Is Memcache really needed?

59 views
Skip to first unread message

Anders

unread,
Nov 17, 2008, 12:29:54 AM11/17/08
to Google App Engine
No doubt Memcache in GAE can improve speed performance, but isn't that
something that can be hidden from application developers? GAE could
automatically cache things like results for datastore queries in a for
application developers transparent way, i.e. I as an application
developer would then only have to write code for making say datastore
queries and not have to bother about caching and other system-level
performance issues which will be taken care of automatically by the
App Engine behind the scene.

Not only would the application code be cleaner. The caching and other
performance optimizations could be done 'optimally' by the Google App
Engine team who work directly with the server-side system-level code.

Anders

unread,
Nov 17, 2008, 1:05:33 AM11/17/08
to Google App Engine
And another thing: In a distributed system, must there really be any
functional difference between RAM and disk memory? Of course, disk
access is magnitudes slower than accessing RAM, but as I see it, at
least theoretically, in a distributed system RAM could be made to
function as a permanent storage.

Think of a single huge distributed virtual memory where data is stored
in a duplicated and fail-safe way. Then the disk space would only be
used for swapping memory pages to and from faster memory such as RAM
(and in the future maybe even other forms of fast memory). Only at the
very lowest level (Distributed OS 'kernel' level) would developers
need to know if some chunk of memory is physically stored on disk or
on some other form of memory.

Anders

unread,
Nov 17, 2008, 1:56:47 AM11/17/08
to Google App Engine
And how well does the Memcache scale? Is a sharded Memcache needed to
prevent a performance bottleneck when the load increases? Is it
similar to a sharded counter for datastore records: When the load is
low then using a single counter for datastore records works fine, but
when the load increases then the single counter becomes a bottleneck
when it is being hit by many simultaneous requests.

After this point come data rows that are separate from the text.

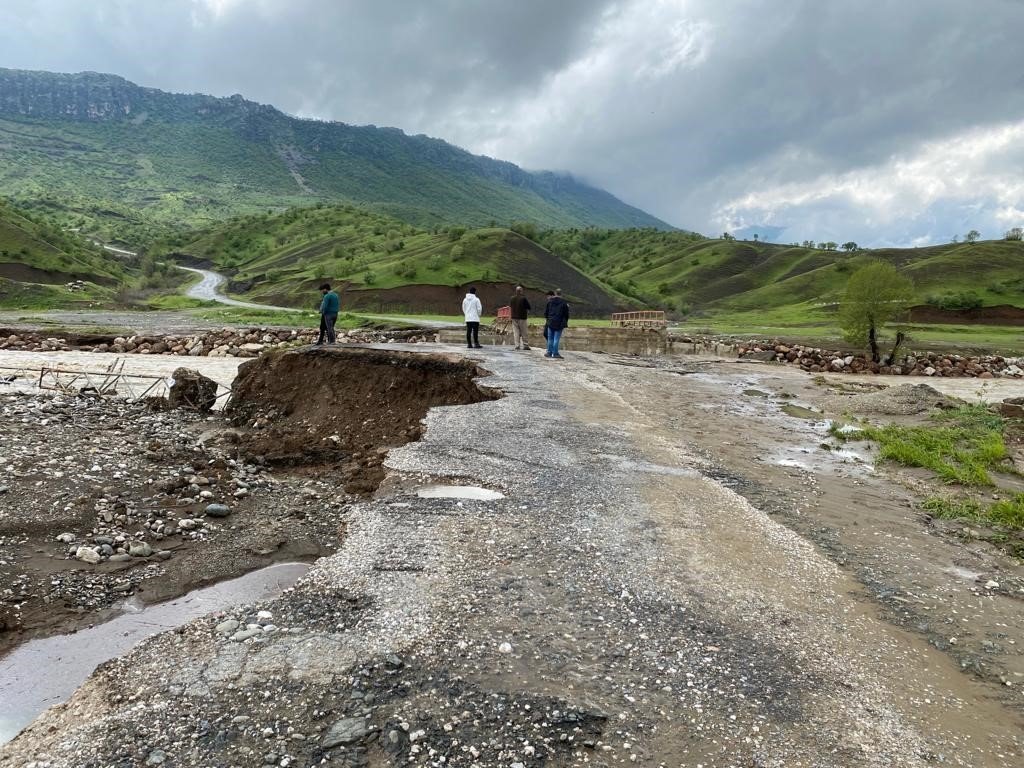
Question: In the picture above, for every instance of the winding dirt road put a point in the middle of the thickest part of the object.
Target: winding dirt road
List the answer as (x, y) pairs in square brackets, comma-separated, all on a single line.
[(208, 289)]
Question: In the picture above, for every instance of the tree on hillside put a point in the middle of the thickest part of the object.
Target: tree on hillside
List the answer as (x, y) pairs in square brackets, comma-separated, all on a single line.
[(875, 294)]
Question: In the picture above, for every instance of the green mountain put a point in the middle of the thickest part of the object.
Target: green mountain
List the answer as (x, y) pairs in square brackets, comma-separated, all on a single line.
[(383, 264), (123, 160), (38, 260), (686, 271)]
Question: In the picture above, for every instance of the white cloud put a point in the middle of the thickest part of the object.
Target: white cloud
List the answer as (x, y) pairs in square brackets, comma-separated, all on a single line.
[(977, 169), (880, 121)]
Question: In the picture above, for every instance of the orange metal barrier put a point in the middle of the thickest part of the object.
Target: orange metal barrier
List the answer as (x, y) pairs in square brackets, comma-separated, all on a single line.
[(646, 318)]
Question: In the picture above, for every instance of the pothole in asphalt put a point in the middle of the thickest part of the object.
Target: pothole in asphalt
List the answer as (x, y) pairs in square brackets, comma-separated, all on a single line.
[(799, 412), (42, 673), (473, 493)]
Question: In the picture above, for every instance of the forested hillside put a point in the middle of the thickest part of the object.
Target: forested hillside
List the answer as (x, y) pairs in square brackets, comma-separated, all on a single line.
[(131, 162)]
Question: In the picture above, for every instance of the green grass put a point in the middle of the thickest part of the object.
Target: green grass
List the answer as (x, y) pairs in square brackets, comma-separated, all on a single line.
[(244, 316), (458, 320), (776, 285), (963, 448), (282, 257), (1006, 513), (193, 160), (815, 326)]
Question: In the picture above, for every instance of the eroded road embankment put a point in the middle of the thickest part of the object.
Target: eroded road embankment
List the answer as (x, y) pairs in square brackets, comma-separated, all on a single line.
[(619, 604)]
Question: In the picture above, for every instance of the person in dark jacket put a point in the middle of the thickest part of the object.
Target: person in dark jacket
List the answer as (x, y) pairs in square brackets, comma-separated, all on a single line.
[(557, 315), (519, 305), (330, 306), (550, 295)]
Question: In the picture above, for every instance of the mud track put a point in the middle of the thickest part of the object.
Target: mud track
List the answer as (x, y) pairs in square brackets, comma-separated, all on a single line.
[(645, 592)]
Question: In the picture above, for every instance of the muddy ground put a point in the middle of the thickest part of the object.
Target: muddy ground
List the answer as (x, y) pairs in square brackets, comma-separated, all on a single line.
[(678, 574), (103, 500)]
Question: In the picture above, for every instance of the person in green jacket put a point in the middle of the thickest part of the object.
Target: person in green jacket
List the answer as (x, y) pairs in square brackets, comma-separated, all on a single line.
[(330, 306)]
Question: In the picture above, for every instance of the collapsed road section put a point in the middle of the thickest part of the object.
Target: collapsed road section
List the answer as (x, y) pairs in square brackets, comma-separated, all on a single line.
[(104, 500), (608, 603)]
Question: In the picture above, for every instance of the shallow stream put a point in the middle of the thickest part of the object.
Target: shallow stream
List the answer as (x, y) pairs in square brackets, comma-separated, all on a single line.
[(45, 672)]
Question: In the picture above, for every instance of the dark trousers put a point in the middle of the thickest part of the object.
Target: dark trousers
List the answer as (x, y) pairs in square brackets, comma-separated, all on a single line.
[(327, 329)]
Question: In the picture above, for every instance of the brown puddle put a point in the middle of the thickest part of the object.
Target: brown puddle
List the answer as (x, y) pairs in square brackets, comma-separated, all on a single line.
[(45, 672)]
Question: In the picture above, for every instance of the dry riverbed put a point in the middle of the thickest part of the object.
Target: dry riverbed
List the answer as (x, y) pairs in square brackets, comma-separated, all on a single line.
[(670, 570)]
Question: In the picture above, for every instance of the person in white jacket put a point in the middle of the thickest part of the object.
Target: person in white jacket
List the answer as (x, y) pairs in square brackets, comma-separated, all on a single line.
[(472, 308)]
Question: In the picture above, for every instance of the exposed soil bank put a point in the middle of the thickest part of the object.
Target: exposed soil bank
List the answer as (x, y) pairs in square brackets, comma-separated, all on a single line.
[(344, 407), (1004, 314), (95, 479)]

Or is the Memcache already sharded behind the scene, or in some other
way already made to scale well?

Roberto Saccon

unread,
Nov 17, 2008, 2:13:32 AM11/17/08
to Google App Engine
Interesting questions. I don't know anything (beside the API) about
it. But the amount of available memcache is limited. I want to have as
much as possible for me and I am willing to put some coding effort in
to get my slice. And I hope others are lazy and put in less effort or
none at all and leave a bigger slice of memcache for me, so I hope
memcache won't ever be done automatically.

Anything wrong with this way of thinking (beside of the moral
aspect) ?

regards
Roberto

Anders

unread,
Nov 17, 2008, 2:35:28 AM11/17/08
to Google App Engine
The documentation says: "...Memcache...is accessible by multiple
instances of your application"

I don't know if this means that each server instance has its own
Memcache or that all the instances access a single Memcache. In any
case, when the Memcache needs to be invalidated for a particular key,
then the Memcache needs to be invalidated for all instances of the
application. So the Memcache cannot be entirely separate for each
instance of the application.

I have seen many developers implement all kinds of clever caches which
have been like reinventing the wheel many times over, plus caching
often leads to nasty bugs in the code and I suspect that the
performance in many cases is in practice not significantly increased
or not increased at all. A lot of time, effort and resources spent to
create messy caching code that was never needed in the first place and
only makes the application much more difficult, costly and time-
consuming to develop, maintain and modify.

Greg

unread,
Nov 17, 2008, 3:13:26 AM11/17/08
to Google App Engine
> I don't know if this means that each server instance has its own
> Memcache or that all the instances access a single Memcache.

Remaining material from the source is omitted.